A U.S. District Court judge dismissed an ERISA class action lawsuit, Barrett et al. v. O’Reilly Automotive Inc. et al., brought by former employees, alleging that the company breached fiduciary duties by allowing participants of its 401(k) retirement plan to pay excessive recordkeeping and investment management fees.
Following oral argument on May 23, U.S. District Judge Brian C. Wimes granted the defendants’ motion to dismiss and denied the plaintiffs’ informal request to file a further amended complaint.
New York-based law firm Skadden, Arps, Slate, Meagher & Flom LLP representing the auto parts company secured the dismissal of the class action complaint brought under the Employee Retirement Income Security Act in the U.S. District Court for the Western District of Missouri.

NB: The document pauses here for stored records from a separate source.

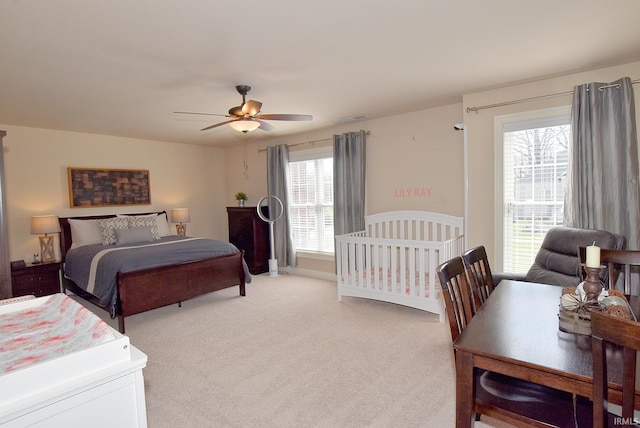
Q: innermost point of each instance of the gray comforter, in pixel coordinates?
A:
(94, 267)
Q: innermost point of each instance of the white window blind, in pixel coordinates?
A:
(311, 183)
(534, 183)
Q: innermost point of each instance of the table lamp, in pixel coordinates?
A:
(180, 216)
(45, 224)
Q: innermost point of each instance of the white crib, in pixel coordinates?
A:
(395, 258)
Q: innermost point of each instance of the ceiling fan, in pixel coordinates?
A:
(246, 117)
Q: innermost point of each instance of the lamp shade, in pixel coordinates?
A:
(180, 215)
(244, 125)
(44, 224)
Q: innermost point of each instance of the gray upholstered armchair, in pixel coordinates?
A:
(558, 260)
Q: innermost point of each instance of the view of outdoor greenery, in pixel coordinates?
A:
(312, 204)
(535, 171)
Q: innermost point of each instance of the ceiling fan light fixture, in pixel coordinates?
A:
(244, 125)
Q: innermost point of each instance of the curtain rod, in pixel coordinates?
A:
(310, 142)
(541, 97)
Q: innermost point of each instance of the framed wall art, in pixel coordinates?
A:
(99, 187)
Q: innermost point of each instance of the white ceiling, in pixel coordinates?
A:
(122, 67)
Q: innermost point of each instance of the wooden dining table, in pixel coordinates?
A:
(516, 333)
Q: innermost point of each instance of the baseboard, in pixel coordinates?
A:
(310, 273)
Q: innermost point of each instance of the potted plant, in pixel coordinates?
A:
(241, 197)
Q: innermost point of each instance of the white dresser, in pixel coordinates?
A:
(68, 369)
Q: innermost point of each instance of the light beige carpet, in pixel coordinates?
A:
(290, 355)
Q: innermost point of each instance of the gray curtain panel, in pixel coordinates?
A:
(349, 182)
(278, 186)
(602, 183)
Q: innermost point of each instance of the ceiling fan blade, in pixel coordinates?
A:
(265, 126)
(297, 117)
(251, 107)
(218, 124)
(236, 111)
(206, 114)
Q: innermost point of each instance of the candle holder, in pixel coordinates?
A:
(592, 285)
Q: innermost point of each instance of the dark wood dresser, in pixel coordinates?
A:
(250, 234)
(39, 279)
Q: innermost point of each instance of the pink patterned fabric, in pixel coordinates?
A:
(59, 326)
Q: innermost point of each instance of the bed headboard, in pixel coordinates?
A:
(65, 228)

The court held the complaint that the plaintiffs failed to plead “meaningful benchmarks” for their excessive fee allegations, and therefore did not satisfy the Eighth Circuit’s pleading standard for an ERISA breach of fiduciary duty claims.

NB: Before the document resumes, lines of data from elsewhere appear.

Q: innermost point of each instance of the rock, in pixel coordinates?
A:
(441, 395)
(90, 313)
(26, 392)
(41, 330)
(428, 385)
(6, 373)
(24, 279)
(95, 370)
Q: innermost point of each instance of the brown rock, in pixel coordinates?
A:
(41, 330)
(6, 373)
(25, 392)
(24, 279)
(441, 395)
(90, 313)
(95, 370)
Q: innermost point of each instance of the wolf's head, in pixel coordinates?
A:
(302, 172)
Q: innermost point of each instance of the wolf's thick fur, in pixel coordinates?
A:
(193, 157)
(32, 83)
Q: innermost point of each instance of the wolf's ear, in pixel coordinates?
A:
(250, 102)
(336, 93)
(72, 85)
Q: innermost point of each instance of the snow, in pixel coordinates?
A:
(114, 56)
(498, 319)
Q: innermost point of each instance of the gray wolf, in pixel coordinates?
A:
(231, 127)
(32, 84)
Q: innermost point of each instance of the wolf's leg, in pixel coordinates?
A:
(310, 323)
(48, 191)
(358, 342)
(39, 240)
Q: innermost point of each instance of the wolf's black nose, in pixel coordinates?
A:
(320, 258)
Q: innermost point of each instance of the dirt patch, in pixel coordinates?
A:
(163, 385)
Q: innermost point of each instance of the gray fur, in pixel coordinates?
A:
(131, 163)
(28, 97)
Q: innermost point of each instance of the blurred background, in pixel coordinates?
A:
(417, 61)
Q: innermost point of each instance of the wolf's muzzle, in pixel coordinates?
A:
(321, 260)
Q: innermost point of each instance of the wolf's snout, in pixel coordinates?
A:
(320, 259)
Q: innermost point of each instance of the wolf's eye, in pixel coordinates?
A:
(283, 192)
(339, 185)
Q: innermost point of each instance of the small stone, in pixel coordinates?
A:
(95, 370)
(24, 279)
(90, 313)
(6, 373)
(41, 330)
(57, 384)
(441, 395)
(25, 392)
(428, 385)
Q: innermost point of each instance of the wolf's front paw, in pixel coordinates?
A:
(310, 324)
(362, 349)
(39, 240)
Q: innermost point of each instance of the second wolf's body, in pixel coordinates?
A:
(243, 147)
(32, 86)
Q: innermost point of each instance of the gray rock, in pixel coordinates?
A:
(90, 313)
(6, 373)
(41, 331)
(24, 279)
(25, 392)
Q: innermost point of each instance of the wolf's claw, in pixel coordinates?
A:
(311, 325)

In addition, the judge held that because the plaintiffs had a chance to amend the complaint after the defendants’ first motion to dismiss, they should not be allowed another opportunity to amend.

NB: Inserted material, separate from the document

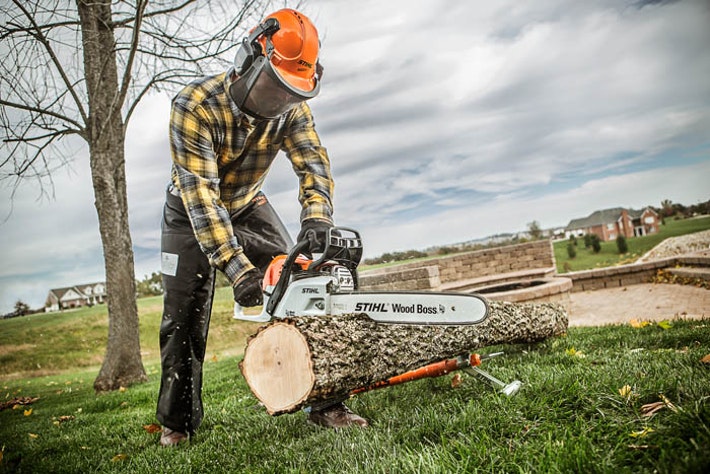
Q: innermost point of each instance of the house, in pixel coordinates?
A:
(608, 224)
(75, 296)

A 12(b)(6) dismissal – given on the grounds that the plaintiffs failed to state a complaint for which relief can be granted—is rare in ERISA law, where courts typically find that dismissal arguments are too factual.
As a large plan with assets between $1.1 billion and $1.2 billion, the original complaint, filed in May 2022 against O’Reilly’s board of directors and 401(k) plan investment committee, stated that the employer had substantial bargaining power regarding the fees and expenses that were charged against participants’ investments.
The plan had 53,561 participants as of 2020.
The complaint alleged that the employer “did not try to reduce the plan’s expenses or exercise appropriate judgement to scrutinize each investment option that was offered in the plan to ensure it was prudent.” It claimed that the O’Reilly cost participants and beneficiaries millions of dollars in retirement savings between 2016 and 2020.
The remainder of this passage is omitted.